Hello, Mar,
In both cases the law I used was the Ideal Gas Law. Other gas laws include:
- Boyle’s Law
- Charles' Law
- Gay-Lussac’s Law
None of these accounts for a change in number of moles of gas. The ideal gas law is:
PV = nRT,
where:
P is the pressure, V is the volume, n is the number of moles of gas, R is the gas constant, and T is the temperature in Kelvin. The units of P and V can be whatever is convenient (LO, ml, cm3, atm, mmHg, bar, etc.) as long as they are consistent in the problem AND if the gas constant, R, is chosen with the same units, so that they cancel properly. This law is derived from the first three laws. The temperature must always be Kelvin.
For both questions, we can use the ideal gas law and calculate the change in the unit that is unknown.
The first question asks for the change in volume when the amount of gas is decreased with constant temperature(T) and pressure(P).

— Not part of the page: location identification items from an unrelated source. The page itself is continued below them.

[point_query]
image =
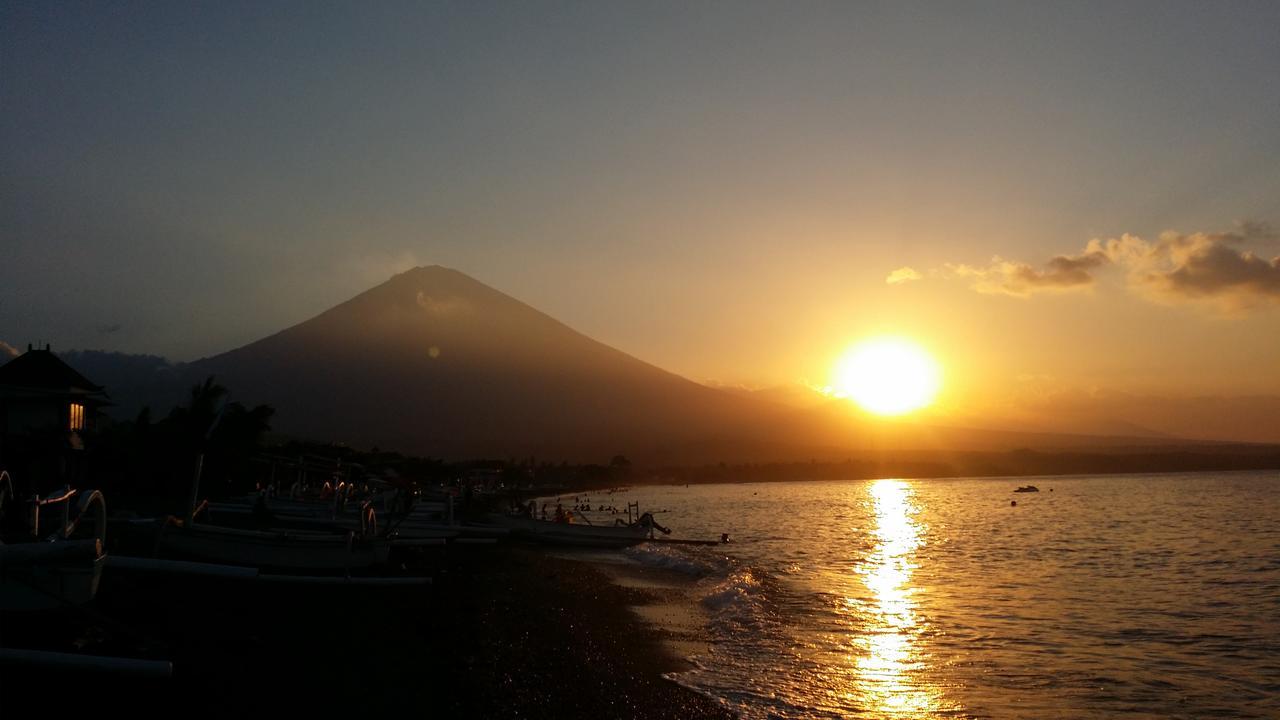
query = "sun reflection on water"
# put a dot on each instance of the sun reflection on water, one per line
(887, 670)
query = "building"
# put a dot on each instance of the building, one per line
(45, 409)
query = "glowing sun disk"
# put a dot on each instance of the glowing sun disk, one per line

If we use the subscripts 1 and 2 for initial and final conditions, we can write two equations for both conditions:
P1V1 = n1RT1, and
P2V2 = n2RT2
Divide the two:
(P1V1)/(P2V2) = (n1RT1)/(n2RT2)
The gas constant, R, cancels out and in the first question, both T and P are constant, so they also cancel out to give:
V1/V2 = n1/n2
Since we want V2, rearrange for V2: V2 = V1*(n2/n1)
This tells us that in we increase the number of moles, with everything but volume constant, we'll see a corresponding increase in volume. Makes sense to me.
Using the same logic, we can rearrange the same equation to find n2, since that is the variable in the second part.
Use those relationships to find V2 for the first question and n2 for the second.
Bob